Chapter 31 dealt with Christopher Columbus, Amerigo Vespucci and Ferdinand Magellan. What’s not to like? The kids loved it, I loved it. We pretty much stood by the world wall map we have in the living room and, as I read, we followed along the different routes these adventurers took throughout the XIV century.
These true stories of courage, ignorance, dreams of world supremacy, trade routes, and the overpowering desire for Indian spices really capture the imagination of small children and adults alike. I was riveted and I knew these stories already. It’s amazing to remember how little humanity knew about itself just five hundred years ago.
One thing that was new to me was the point that Amerigo Vespucci wrote more about his travels than Christopher Columbus. That’s why we live in the United States of America and not the United States of Columbia. Amerigo wrote more about his travels. That’s it.
That’s why he became better known at the time than Christopher Columbus. Sure, Columbus landed in North America first. But for the next 10 years he honestly thought he discovered India.
Amerigo Vespucci (also an Italian) decided to travel the routes opened by Columbus’s voyages.

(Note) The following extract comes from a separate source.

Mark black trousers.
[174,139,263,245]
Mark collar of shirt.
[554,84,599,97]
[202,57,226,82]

But as Vespucci sailed up and down the American coast, he realized, “This is not India. This is a whole new continent.” And he wrote about his travels. More than Columbus.
When a cartographer put together a map of the world a few years later, he called the new continents America because he knew about Amerigo Vespucci. Vespucci wrote more about his travels. Period. Columbus wrote some, but not as much.
I told the kids about the Latin expression, “Verba volant, scripta manent.” Spoken words fly away, but what is written remains. Which is why I love publishing, online, offline and everywhere in between. Writing is paramount.
We baked some sweet potatoes for our edible crafts, to remember how the European explorers ate such things for the first time once they landed in Bermuda. The map work was quick and easy and we even unscrambled the words about the different explorers. I had to write it down for them. They were tired by then and what really mattered for me was that they memorized the facts. This is not their writing curriculum.
Writing matters! Thank you for the reminder and inspiration. My husband is reading a book titled “1421: The Year China Discovered America;” it presents an argument in narrative form that the Chinese landed in America before Vespucci and Columbus. You can imagine that it ignited quite a bit of dialogue!
The Chinese never cease to amaze. It sounds like an interesting book. After reading “The Man Who Loved China,” I also have a new appreciation for their inventions and explorations.